I've been planning this for weeks, but I just now finally got the courage to go through with it. I spent the night at the Wayne Enterprise building, in my father's office, to get my final affairs in order. As the only heir to the Wayne fortune, I have a responsibility to uphold. I decided to give some of our money to various charities and to leave the rest of the money to our butler, Alfred.

Alfred's a good man; he's been working hard tending to all of my family's needs, big and small, through out the years. As far back as I could remember, he's worked 7 days a week, day and night. He's never called in sick and has never complained about any of our requests, no matter how ridiculous; including stepping in as my legal guardian. Alfred deserves a break, he deserves to not have to be forced to raise a child that's not even his.

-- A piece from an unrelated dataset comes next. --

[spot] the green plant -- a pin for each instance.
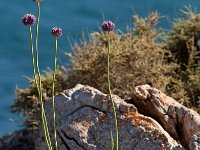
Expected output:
(183, 41)
(137, 57)
(107, 27)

I stayed up all night making sure I didn't forget anything. I wrote down every detail I can remember about the night of my parents' murder and gave Alfred instructions to make sure all the evidence I've collected gets back to Detective Jim Gordon; along with an envelope with a generous check for his trouble. He's the only trustworthy officer in the Gotham City Police Department. I failed my parents, I couldn't save them or find their killer. But I know that if anyone could find them, it's Detective Gordon.

It will all be over before dawn. I can't stand the thought of seeing another day, another sunrise, without my parents. The sun mocking me with the promise of a new day and a fresh start. Nothing will bring them back and nothing will take away the suffering. I'd give anything for it to have been me instead. You may not be able to change the past, but you can always change the present.

I would have probably done this sooner, but it took me forever to decide how I was going to do this. I refuse to use a gun. Though that's how my parents died, I can't bare the thought of ever using one myself. As one of the self-defense books I've been reading said: weapons are for cowards who don't know how to fight with their hands; like the masked man who shot my parents. No one I know uses any medication and I won't contribute to the drug dealing problem in Gotham. Anything that involves bleeding out, suffocation, or ingesting poisons would take too long. I need something that will do the job quickly with no chance of going back.

I recently talked with one of my father's colleagues who told me that father's office hasn't been touched since the last time he was in it. As the heir to Wayne Enterprises, it will be given to me once I am old enough to claim my birthright, along with control of the company and the rest of the Wayne family's assets. This is the first time I have been in his office since the incident and it will be the last. My Father's office is on the top floor, with the best view in all of Gotham.

It will be the last thing I ever see.